Document 17.10 Grover Cleveland, Reflections on the Pullman Strike, 1904

Grover Cleveland | Reflections on the Pullman Strike, 1904

After Grover Cleveland left the White House in 1897, he became a trustee of Princeton University. He delivered several addresses as part of a lecture series on public affairs that was established in his honor. In 1904, a decade after the Pullman strike, he discussed his administration’s role in dealing with the strike in an article in the popular magazine McClure’s.

IN THE LAST DAYS OF JUNE, 1894, a very determined and ugly labor disturbance broke out in the City of Chicago. Almost in a night it grew to full proportions of malevolence and danger. Rioting and violence were its early accompaniments; and it spread so swiftly that within a few days it had reached nearly the entire Western and Southwestern sections of our country. Railroad transportation was especially involved in its attacks. The carriage of United States mails was interrupted, interstate commerce was obstructed, and railroad property was riotously destroyed.

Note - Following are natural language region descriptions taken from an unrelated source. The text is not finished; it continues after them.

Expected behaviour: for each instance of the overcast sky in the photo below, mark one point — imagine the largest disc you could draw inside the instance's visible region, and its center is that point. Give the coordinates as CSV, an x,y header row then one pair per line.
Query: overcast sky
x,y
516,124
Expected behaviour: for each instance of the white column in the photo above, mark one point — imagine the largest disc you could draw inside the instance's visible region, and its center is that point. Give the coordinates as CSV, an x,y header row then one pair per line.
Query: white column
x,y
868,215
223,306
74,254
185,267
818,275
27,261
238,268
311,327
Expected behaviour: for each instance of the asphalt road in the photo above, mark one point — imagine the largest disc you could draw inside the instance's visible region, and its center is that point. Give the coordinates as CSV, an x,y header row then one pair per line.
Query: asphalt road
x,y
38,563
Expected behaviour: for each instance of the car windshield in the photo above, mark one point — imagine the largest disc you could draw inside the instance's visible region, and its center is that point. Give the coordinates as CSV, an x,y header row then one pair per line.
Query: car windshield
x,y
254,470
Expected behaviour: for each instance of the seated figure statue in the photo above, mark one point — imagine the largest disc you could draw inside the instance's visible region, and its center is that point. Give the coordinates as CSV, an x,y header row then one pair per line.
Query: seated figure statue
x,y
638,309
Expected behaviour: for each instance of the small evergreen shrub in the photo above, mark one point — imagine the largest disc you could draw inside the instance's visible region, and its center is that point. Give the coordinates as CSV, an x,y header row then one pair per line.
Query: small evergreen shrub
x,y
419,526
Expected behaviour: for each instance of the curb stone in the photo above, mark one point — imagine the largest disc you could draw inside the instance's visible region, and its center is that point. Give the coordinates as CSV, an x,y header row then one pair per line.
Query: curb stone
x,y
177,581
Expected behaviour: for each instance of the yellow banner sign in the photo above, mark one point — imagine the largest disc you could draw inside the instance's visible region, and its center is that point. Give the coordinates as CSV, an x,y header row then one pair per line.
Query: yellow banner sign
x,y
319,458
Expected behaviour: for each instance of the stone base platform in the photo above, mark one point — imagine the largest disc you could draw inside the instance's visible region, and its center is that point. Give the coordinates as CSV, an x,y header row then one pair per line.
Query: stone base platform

This disturbance is often called “The Chicago Strike.” It is true that its beginning was in that city; and the headquarters of those who inaugurated it and directed its operations were located there; but the name thus given to it is an entire misnomer so far as it applies to the scope and reach of the trouble. Railroad operations were more or less affected in twenty-seven states and territories; and in all these the interposition of the General Government was to a greater or less extent invoked. . . .

The employees of the Pullman Palace Car Company could not on any reasonable and consistent theory be regarded as eligible to membership in an organization devoted to the interests of railway employees; and yet, during the months of March, April, and May, 1894, it appears that nearly 4,000 of these employees were enrolled in the American Railway Union. This, to say the least of it, was an exceedingly unfortunate proceeding, since it created a situation which implicated in a comparatively insignificant quarrel between the managers of an industrial establishment and their workmen, the large army of the Railway Union. It was the membership of these workmen in the Railway Union and the Union’s consequent assumption of their quarrel, that gave it the proportions of a tremendous disturbance, paralyzing the most important business interests, obstructing the functions of the Government, and disturbing social peace and order. . . .

I shall not enter upon an enumeration of all the disorders and violence, the defiance of law and authority, and the obstructions of national functions and duties, which occurred in many localities as a consequence of this labor contention, thus tremendously reinforced and completely under way. It is my especial purpose to review the action taken by the Government for the maintenance of its own authority and the protection of the special interests intrusted to its keeping, so far as they were endangered by this disturbance; and I do not intend to especially deal with the incidents of the strike except in so far as a reference to them may be necessary to show conditions which not only justified but actually obliged the Government to resort to stern and unusual measures in the assertion of its prerogatives. . . .

Owing to the enforced relationship of Chicago to the strike which started within its borders, and because of its importance as a center of railway traffic, Government officials at Washington were not surprised by the early and persistent complaints of mail and interstate commerce obstructions which reached them from that city. It was from the first anticipated that this would be the seat of the most serious complications, and the place where the strong arm of the law would be most needed. In these circumstances it would have been a criminal neglect of duty if those charged with the protection of Governmental agencies and the enforcement of orderly obedience and submission to Federal authority, had been remiss in preparations for any emergency in that quarter.

. . . The Attorney-General, in making suggestions concerning legal proceedings, wrote: “It has seemed to me that if the rights of the United States were vigorously asserted in Chicago, the origin and center of the demonstration, the result would be to make it a failure everywhere else, and to prevent its spread over the entire country,” and in that connection he indicated that it might be advisable, instead of relying entirely upon warrants issued under criminal statutes, against persons actually guilty of the offense of obstructing United States mails, that the courts should be asked to grant injunctions which would restrain and prevent any attempt to commit such offense.